Hello I am a bankruptcy attorney and can provide some information for you regarding this matter, Most brokerages are members of the SIPC, the SIPC is a non-profit corporation created pursuant to the Securities Investor Protection Act of 1970 (SIPA) to (1) establish and administer procedures for the liquidation of failed broker-dealers that are SIPC members and (2) provide limited financial protection to customers of failed broker-dealers out of SIPC funds When a SIPC member firm fails, it ordinarily is liquidated under SIPA, not the Bankruptcy Code. SPIC generally steps in immediately and asks a federal court to appoint a trustee to liquidate the firm and protect its customers. Normally, the trustee will first try to have some or all customer accounts transferred from the failed broker-dealer to another SIPC member broker-dealer. Customers whose accounts are transferred are notified promptly and permitted to deal with the new firm or subsequently transfer their accounts to firms of their own choosing. If the trustee is unable to transfer customer accounts, the trustee satisfies claims on an individual basis after the customer files his or her claim with the trustee. There are a number of factors that may affect the timing of the liquidation process, including how quickly and completely claims are filed and the quality of the failed firm’s books and records.
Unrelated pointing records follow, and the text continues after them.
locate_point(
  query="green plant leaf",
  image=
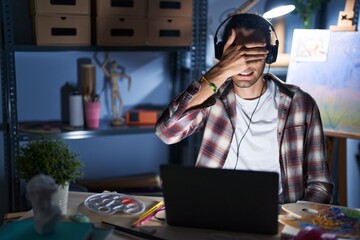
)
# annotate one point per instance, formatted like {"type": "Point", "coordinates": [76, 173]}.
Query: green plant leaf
{"type": "Point", "coordinates": [51, 157]}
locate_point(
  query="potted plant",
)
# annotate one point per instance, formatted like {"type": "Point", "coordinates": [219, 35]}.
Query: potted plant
{"type": "Point", "coordinates": [53, 158]}
{"type": "Point", "coordinates": [306, 10]}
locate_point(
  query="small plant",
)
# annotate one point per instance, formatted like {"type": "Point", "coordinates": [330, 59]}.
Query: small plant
{"type": "Point", "coordinates": [306, 10]}
{"type": "Point", "coordinates": [51, 157]}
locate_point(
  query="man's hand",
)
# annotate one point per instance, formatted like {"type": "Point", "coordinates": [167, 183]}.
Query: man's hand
{"type": "Point", "coordinates": [237, 57]}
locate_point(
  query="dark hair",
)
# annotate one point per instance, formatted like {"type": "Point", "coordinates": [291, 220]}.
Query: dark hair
{"type": "Point", "coordinates": [248, 21]}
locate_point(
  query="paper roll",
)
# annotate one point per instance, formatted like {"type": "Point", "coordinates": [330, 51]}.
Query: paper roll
{"type": "Point", "coordinates": [76, 110]}
{"type": "Point", "coordinates": [88, 80]}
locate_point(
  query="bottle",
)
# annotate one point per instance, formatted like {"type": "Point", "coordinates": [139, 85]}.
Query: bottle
{"type": "Point", "coordinates": [76, 109]}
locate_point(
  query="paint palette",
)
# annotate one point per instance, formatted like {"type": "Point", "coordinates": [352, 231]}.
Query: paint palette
{"type": "Point", "coordinates": [342, 221]}
{"type": "Point", "coordinates": [110, 203]}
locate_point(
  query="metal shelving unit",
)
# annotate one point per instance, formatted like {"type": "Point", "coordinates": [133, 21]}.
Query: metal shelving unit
{"type": "Point", "coordinates": [10, 124]}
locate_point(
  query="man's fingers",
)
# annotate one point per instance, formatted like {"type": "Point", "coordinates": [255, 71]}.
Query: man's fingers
{"type": "Point", "coordinates": [230, 40]}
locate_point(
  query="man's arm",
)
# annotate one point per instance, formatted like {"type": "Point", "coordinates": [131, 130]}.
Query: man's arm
{"type": "Point", "coordinates": [319, 182]}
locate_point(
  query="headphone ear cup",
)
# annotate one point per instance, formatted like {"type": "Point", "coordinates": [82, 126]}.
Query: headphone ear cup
{"type": "Point", "coordinates": [272, 55]}
{"type": "Point", "coordinates": [219, 48]}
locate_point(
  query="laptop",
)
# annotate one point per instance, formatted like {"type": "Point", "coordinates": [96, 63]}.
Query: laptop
{"type": "Point", "coordinates": [222, 199]}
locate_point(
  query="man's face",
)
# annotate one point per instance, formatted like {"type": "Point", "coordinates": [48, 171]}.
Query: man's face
{"type": "Point", "coordinates": [254, 70]}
SIPA substantially alters the rights of unsecured creditors, giving customers with unsecured claims priority over other unsecured creditors in distributions of customer property.1 (SIPA generally does not alter the rights of secured creditors who have rights under the Bankruptcy Code.) While customers have a preferential claim to customer property, they rank pari passu with general creditors as to the distribution of other assets of the failed firm. Customers of a failed brokerage firm will get back all securities that are registered in their name or are in the process of being registered (customer name securities. If for some reason the brokerage is not a member, the brokerage was to separate clients accounts from the corporate accounts, so the clients money should still be protected.
Thanks again. I want to make sure I fully understand the legal implications of a client holding securities at a brokerage firm.
So client securities held at a brokerage firm remain in the ownership/title of the client at all times and do not become the broker's asset like in a bank deposit transaction, right?